Alan E. Mann, A.G.

alan.familyhistory@gmail.com                                                                     Accredited Genealogist

BYU 2007 Annual Family History & Genealogy conference         www.alanmann.com/articles  

Friday, 3 August 2007                                                                                         11:00 am - 12:00

                                 

Beyond Google:

Using Internet Search Engines

 

The Internet is the richest source of genealogical information available today. The amount, scope, and availability of data are staggering, even incomprehensible. It is virtually certain there is valid information about your ancestors on the Internet that you don’t have. Information that we would probably want if only we knew it was there. So how can we find it? That’s the topic of this session.

What is a Search Engine?

While search engine can be correctly used in several different ways, the most common usage is a web tool used to find web pages on a specific topic. It is important to understand what a search engine is, what it includes, and how to best use it. The answers to these questions may vary between each search engine. Generally, a search engine indexes web sites it has been able to identify and index. Some search engines index every word, some index only the first page, and a few just the first few sentences.

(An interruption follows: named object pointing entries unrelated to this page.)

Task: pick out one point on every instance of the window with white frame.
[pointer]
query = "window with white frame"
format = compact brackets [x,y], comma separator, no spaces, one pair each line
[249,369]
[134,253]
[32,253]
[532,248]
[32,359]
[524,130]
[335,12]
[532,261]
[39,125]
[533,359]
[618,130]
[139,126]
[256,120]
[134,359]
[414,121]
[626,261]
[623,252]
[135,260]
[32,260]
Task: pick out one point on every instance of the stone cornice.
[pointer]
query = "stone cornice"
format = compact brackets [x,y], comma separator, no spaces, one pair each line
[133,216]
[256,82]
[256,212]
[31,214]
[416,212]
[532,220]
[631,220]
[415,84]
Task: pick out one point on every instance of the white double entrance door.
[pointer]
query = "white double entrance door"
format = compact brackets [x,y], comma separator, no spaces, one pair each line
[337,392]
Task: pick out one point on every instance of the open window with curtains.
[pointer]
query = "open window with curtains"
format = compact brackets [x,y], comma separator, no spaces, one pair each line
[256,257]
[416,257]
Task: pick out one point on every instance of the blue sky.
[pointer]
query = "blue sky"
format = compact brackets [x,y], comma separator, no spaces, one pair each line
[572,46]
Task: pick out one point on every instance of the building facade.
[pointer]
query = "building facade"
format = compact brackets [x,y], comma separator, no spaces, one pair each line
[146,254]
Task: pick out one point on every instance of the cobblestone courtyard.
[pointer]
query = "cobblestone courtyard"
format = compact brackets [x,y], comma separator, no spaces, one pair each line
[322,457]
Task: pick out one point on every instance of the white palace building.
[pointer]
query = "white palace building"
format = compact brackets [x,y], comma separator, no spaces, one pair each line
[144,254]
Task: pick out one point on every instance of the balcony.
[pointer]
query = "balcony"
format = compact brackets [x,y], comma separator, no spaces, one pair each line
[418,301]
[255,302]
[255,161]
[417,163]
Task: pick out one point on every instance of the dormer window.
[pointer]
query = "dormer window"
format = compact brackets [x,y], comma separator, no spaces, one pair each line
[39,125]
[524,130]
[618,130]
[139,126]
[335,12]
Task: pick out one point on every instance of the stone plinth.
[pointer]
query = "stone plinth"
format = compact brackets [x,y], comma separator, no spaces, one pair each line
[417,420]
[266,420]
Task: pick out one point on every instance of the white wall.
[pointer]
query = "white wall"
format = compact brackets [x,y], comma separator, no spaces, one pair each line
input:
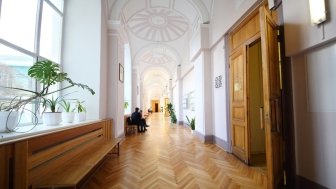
[219,94]
[188,86]
[128,79]
[313,74]
[225,14]
[300,34]
[199,105]
[314,78]
[104,63]
[82,51]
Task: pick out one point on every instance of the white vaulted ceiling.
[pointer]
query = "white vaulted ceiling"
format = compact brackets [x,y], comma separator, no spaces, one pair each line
[159,33]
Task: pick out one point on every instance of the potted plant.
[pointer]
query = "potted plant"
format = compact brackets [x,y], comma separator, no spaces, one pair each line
[8,117]
[191,123]
[53,117]
[47,74]
[80,110]
[171,111]
[68,114]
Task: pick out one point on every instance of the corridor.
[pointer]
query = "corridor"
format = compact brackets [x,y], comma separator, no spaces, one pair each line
[169,156]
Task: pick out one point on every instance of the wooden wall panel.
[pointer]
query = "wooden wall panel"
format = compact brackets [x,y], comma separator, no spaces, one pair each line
[6,152]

Companies and individuals with web sites notify the search engines about their sites because they want people to find out about their site. Search engines also use spiders or robots—tools that go looking around the Internet, capturing pages and then indexing them. Beware—not all search engines are equal. Some index the first few sentences of a web page only. Others index every word. No search engine indexes all of the web. Some have billions of pages and others only have a few hundred million…

Search engines are not designed specifically for genealogy, but rather search for whatever words you input to search. Originally, while a search engine could index the name Richard Poor, it wouldn’t be able to distinguish between a person by that name, Poor Richard’s almanac, and a play that had the line “Alas, poor Richard…” Once when searching for wills left by my Brooks family ancestors, a search engine confidently directed me to a page where I found the sentence “Garth Brooks will be appearing…” Search engines are becoming more sophisticated and some ability to distinguish is being designed into their search findings. There are some tricks to using search engines. Use unusual names whenever possible (see sidebar).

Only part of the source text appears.